If you’ve purchased your green chiles already roasted and peeled, skip the first step.

  1. Place 3 to 4 fresh green chiles on a hot griddle, flipping from side to side until fully charred. Continue with all chiles. Place in a bowl with a lid to help keep the heat in so they can sweat. Thirty minutes later, peel all the charred skin off the chiles.
  2. Cut a two-inch-long incision down the center of each chile. Place one to two pieces of cheese inside, depending on the size (take turns between cheddar and asadero, or combine them). Carefully pull the incision together.
  3. In a separate bowl, mix flour with garlic powder, onion powder, and salt. While keeping the cheese inside, dredge the chile in the flour mixture, using a fork to cover any missed spots.
  4. Place egg whites in a bowl and beat on high, adding the baking powder. When firm like a meringue, add egg yolks, onion and garlic powder, and salt. Mix for 30 more seconds until fully incorporated.
  5. Spread two tablespoons of olive oil in a large frying pan and turn on medium heat. Test a droplet of batter. It’ll sizzle when ready. Holding it by the stem, and taking care to keep the incision closed, dunk one chile into the egg batter, coating it fully, using a fork to cover the surface. Place chile in the pan and cook two minutes on each side, turning it over with a spatula when golden brown. Repeat.


Mole Amarillo
Many people are used to a mole based on red chile and chocolate, but these traditional Mexican sauces come in lots of varieties and always make use of numerous fresh ingredients.
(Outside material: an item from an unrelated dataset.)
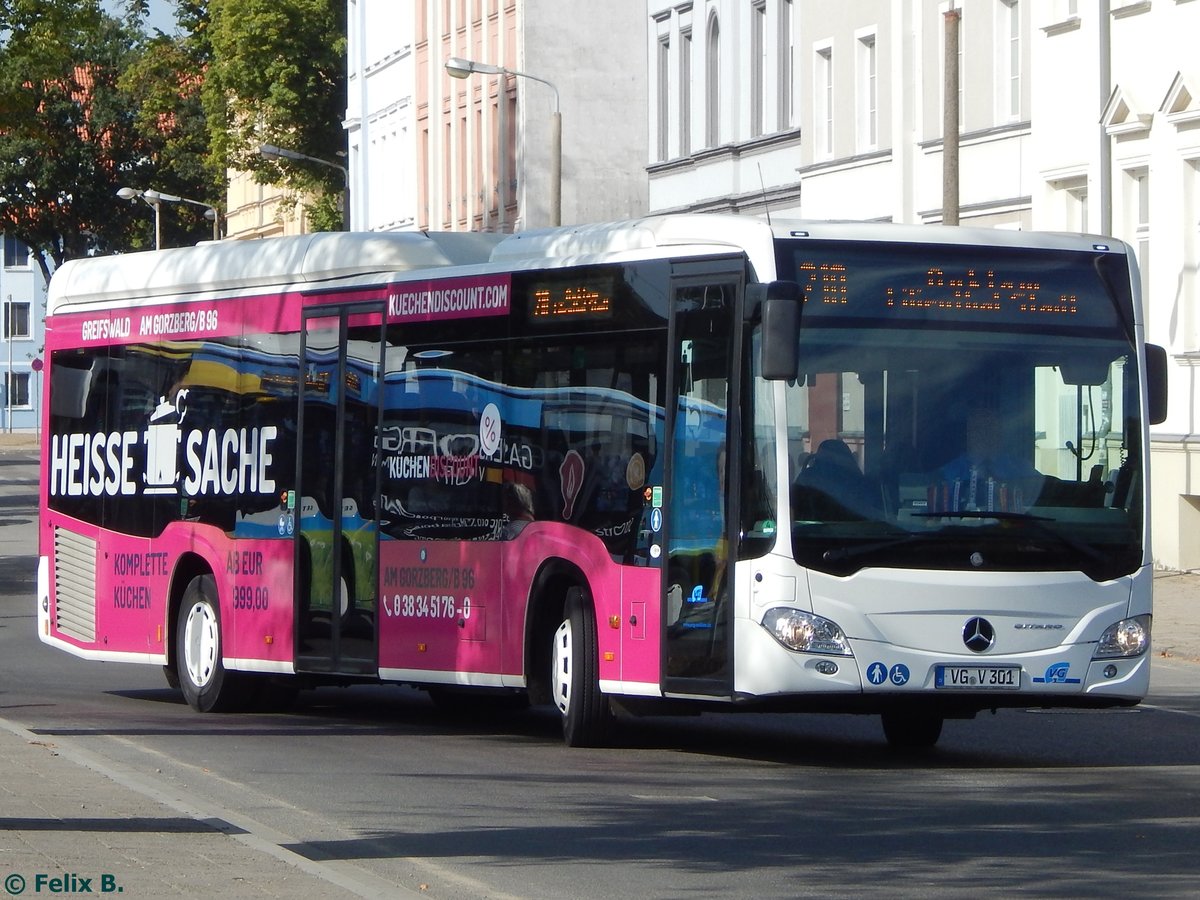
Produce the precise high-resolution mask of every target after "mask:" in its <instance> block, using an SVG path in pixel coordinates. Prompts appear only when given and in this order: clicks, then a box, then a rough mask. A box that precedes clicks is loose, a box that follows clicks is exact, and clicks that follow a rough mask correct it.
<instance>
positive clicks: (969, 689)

Now is a great time to pick up fresh pumpkins at your farmers’ market, but we went with canned here.

Makes 4 cups

  • 1 white onion, quartered
  • 4 cloves of purple garlic
  • 3 tomatillos, halved
  • 4 dried pequin chiles
  • 1 cup boiling water
  • 5 whole allspice berries
  • 3 whole cloves
  • One 13-ounce can pureed organic pumpkin
  • 1/4 cup piñon nuts
  • 1/2 teaspoon cinnamon
  • 1/8  cup raw turbinado sugar
  • 3 cups vegetable broth
  • 1 1/2 teaspoons salt, more to taste
  1. On a griddle over medium heat, char onion, garlic, tomatillos, and chiles. Flip from side to side to cook evenly. Take chiles off (they cook the fastest), remove seeds and stems, and place them in 1 cup of boiling water. Cover. When garlic, onion, and tomatillos are fully charred, set aside. On same griddle, toast allspice berries for 1 minute.
  2. Place garlic, onion, tomatillos, allspice berries, cloves, pumpkin, piñons, cinnamon, sugar, broth, chiles,  cup of chile water, and salt in blender. Blend until smooth. Pour mixture through a strainer and discard any pulp. Simmer on low 30–45 minutes until thick and dark. Add salt to taste.